When we access any secured URLs by entering them in the address bar, this works fine in IE and Firefox. But when we bookmark the link in IE an odd thing happens. If I click the bookmark, you will see our log on page, then after you've successfully logged into the system the basic auth page will display, even though the user is already authenticated. This never happens in Firefox, only IE. It's also intermittent. 1 time out of 5 IE will correctly redirect and not show the basic auth window. Firefox and Opera will correctly redirect everytime. We've captured the response headers and compared the success and failures, they are identical.
final boolean isAuthenticated = authenticateUser(userName, password, req);
// Send user on to the original URL
if (isAuthenticated) {
res.sendRedirect(targetURL);
return;
}
As you can see, once the user is authenticated I do a redirect to the original URL. Is there a step I'm missing? The authenticateUser() method is taken verbatim from an example in Oracle's documents.
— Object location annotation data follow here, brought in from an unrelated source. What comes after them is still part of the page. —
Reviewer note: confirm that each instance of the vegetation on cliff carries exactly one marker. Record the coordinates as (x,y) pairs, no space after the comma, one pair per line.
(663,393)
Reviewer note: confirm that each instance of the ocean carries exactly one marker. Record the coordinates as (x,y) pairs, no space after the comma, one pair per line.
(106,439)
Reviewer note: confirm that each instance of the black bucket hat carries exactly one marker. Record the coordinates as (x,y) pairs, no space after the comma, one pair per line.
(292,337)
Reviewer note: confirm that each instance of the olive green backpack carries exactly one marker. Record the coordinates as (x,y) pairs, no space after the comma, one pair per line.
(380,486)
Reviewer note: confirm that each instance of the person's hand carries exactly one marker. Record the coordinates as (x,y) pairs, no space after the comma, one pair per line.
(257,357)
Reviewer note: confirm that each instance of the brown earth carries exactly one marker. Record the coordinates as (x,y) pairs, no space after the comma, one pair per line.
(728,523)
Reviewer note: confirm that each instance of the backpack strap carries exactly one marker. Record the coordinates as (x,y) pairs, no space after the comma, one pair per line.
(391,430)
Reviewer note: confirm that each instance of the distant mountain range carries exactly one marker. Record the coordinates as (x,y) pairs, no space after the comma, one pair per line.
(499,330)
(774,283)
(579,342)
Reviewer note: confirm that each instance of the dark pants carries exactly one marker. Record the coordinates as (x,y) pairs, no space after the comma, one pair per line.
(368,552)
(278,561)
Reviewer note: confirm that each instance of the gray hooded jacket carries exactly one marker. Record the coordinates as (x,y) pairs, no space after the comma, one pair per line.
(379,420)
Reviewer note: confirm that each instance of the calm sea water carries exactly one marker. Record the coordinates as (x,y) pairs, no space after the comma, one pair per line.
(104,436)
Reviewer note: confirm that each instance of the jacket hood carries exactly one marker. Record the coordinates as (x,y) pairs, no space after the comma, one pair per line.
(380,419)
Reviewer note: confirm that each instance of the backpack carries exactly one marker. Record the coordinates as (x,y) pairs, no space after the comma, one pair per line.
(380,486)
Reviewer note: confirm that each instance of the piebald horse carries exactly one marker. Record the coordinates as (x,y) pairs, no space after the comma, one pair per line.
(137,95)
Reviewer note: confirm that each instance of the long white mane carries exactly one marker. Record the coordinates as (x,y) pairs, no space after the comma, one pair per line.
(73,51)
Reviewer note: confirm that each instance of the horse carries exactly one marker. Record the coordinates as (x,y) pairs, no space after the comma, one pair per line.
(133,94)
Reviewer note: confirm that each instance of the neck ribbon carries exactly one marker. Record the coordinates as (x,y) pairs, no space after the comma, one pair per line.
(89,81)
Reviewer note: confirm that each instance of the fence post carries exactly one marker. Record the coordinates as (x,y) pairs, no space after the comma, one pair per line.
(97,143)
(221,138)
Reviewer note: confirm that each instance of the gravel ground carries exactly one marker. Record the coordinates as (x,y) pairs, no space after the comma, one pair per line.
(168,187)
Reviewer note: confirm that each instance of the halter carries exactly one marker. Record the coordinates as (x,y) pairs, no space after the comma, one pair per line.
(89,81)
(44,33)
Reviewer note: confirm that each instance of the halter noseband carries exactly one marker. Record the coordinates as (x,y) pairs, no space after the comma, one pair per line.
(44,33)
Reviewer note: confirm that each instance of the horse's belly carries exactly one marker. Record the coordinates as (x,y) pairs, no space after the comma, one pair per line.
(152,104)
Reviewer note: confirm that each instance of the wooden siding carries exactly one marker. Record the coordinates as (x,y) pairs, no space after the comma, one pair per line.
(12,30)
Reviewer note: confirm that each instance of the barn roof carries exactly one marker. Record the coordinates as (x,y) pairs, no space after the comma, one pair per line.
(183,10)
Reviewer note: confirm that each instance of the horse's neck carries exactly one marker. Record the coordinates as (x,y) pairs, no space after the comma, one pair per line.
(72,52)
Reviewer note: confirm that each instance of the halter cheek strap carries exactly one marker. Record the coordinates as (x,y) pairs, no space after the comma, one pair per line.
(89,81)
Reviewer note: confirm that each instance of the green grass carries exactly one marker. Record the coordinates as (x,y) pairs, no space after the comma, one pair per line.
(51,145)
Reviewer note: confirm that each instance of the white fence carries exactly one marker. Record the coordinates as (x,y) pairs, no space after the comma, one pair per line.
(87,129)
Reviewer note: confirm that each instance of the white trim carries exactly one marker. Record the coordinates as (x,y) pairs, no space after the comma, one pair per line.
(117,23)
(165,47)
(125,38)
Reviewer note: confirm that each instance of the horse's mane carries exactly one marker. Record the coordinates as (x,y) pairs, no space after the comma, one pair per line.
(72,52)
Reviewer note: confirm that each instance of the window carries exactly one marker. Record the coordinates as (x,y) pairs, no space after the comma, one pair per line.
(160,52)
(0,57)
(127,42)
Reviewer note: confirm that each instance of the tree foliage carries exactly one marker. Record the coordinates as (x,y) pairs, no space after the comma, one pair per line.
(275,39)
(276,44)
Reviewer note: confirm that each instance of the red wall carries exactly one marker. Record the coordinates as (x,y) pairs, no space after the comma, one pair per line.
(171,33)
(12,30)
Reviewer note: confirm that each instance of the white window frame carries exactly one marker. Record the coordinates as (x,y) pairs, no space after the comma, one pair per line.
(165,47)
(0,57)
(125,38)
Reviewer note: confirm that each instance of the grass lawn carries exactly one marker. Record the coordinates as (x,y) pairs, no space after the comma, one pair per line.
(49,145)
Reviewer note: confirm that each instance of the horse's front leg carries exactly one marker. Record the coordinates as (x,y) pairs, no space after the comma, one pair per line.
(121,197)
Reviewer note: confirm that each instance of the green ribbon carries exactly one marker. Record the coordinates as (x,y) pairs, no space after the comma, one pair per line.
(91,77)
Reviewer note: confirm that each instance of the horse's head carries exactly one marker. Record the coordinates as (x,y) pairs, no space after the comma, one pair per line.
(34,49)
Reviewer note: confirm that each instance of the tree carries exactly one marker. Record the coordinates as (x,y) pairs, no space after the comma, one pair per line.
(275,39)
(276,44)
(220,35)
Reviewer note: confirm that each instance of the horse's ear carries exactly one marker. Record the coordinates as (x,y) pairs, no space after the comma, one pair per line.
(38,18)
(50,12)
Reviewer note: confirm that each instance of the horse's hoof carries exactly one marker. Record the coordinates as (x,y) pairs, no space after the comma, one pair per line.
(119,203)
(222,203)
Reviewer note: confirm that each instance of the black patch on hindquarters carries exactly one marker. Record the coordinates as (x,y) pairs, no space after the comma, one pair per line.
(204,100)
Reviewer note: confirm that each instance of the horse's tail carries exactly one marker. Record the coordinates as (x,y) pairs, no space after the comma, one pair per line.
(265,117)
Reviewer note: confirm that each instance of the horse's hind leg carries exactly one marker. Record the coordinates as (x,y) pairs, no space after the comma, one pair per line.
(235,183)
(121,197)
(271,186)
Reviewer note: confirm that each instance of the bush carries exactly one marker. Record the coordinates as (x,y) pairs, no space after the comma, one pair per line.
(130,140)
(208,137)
private boolean authenticateUser(final String userName, final String password, HttpServletRequest request) {
boolean results;
try {
ServletAuthentication.login(new CallbackHandler() {
#Override
public void handle(Callback[] callbacks)
throws IOException, UnsupportedCallbackException {
for (Callback callback : callbacks) {
if (callback instanceof NameCallback) {
NameCallback nameCallback = (NameCallback) callback;
nameCallback.setName(userName);
}
if (callback instanceof PasswordCallback) {
PasswordCallback passwordCallback = (PasswordCallback) callback;
passwordCallback.setPassword(password.toCharArray());
}
}
}
}, request);
results = true;
} catch (LoginException e) {
results = false;
}
return results;
I am asking the question here because I don't know if the issue is with the Weblogic config or the code. If this question is more suited to ServerFault please let me know and I will post there.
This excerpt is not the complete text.